Но и сам Желобков являл образец безупречной строгости к самому себе и к своим близким, не давая ни малейшего повода обвинить его в каком-то двойном стандарте. С женой он развелся и новой не обзавелся. Из сбивчивых рассказов дочери я понял, что магазинные нравы — строгость, порядок и аскетизм — он пытался насадить и в семье. Жена терпела-терпела, а потом собрала вещички и ушла, не простившись. Скорее всего, к кому-то случайному, куда ее дочери не было доступа. Так и пришлось ей остаться с отцом. В подробности я не влезал, к судебному делу прямого отношения они не имели, а дочь (помню странное имя — Жанетта; не удивлюсь, если в школе дразнили ее «ЖэЖэ») к душевным разговорам склонности не проявляла.

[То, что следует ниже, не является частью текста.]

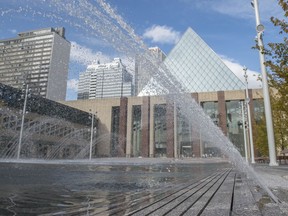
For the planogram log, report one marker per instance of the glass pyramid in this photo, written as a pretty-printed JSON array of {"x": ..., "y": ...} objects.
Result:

Я понял только, что сам Желобков не любил кулинарить и дочь тоже к этому не приучил. Дарами «Мяса» пользовался простейшим образом: отварив кусок вырезки, питался потом холодным мясом неделю — до очередного «заказа», получал вместе со всеми новую порцию и так жил до следующей. Бутерброды с отварной говядиной, иногда уже полузасохшей, были его единственной пищей в течение рабочего дня: это видели все и над этим же все потешались. Даже в соседнюю забегаловку, куда продавцы в перерыв отправлялись за щами и за сосисками, директор-аскет на их памяти ни разу не заглянул. Об этом они честно доложили и следствию, и суду. Честно — поскольку эта деталь выставляла Желобкова скорее в привлекательном, хоть и комичном, виде, а потребности в том, чтобы ему подставить плечо, у его подчиненных не было никакой. Скорее наоборот.
За дело Желобкова, где мне предстояло стать его защитником, я, конечно, не взялся бы ни за что, если бы не оказался в безвыходном положении. Все больше и больше втягиваясь в труд литературный, я порой забрасывал адвокатуру, не имея возможности делить время между письменным столом и залом суда. Зато мое начальство (у меня ведь тоже было начальство, и я тоже его не жаловал, как и оно меня, между прочим) не хотело терпеть балласт — юриста, который просто числится членом адвокатской коллегии, не принося ей никаких доходов. Время от времени я должен был иметь хоть какой-нибудь гонорар, чтобы коллегия могла с него получить свои шестьдесят процентов.
И тут, в самый критический момент, когда на моем адвокатском счету вдруг оказался круглый ноль, внезапно подвернулось это самое дело, в которое меня просто впихнули. Когда-то я с успехом завершил защиту человека, доводившегося Желобкову не то приятелем, не то просто товарищем по общему делу, и он через следователя потребовал от дочери, чтобы та разыскала непременно меня. Следователь даже несколько раз звонил заведующей нашей консультацией Нине Сергеевне Кривошеиной (мое начальство), чтобы та обязала меня в приказном порядке (именно так!) немедленно приступить к работе: следствие завершено, адвокат и обвиняемый должны ознакомиться с собранным материалом. От любых других адвокатов Желобков решительно отказался, я задерживал следователя, которого ждали уже иные дела.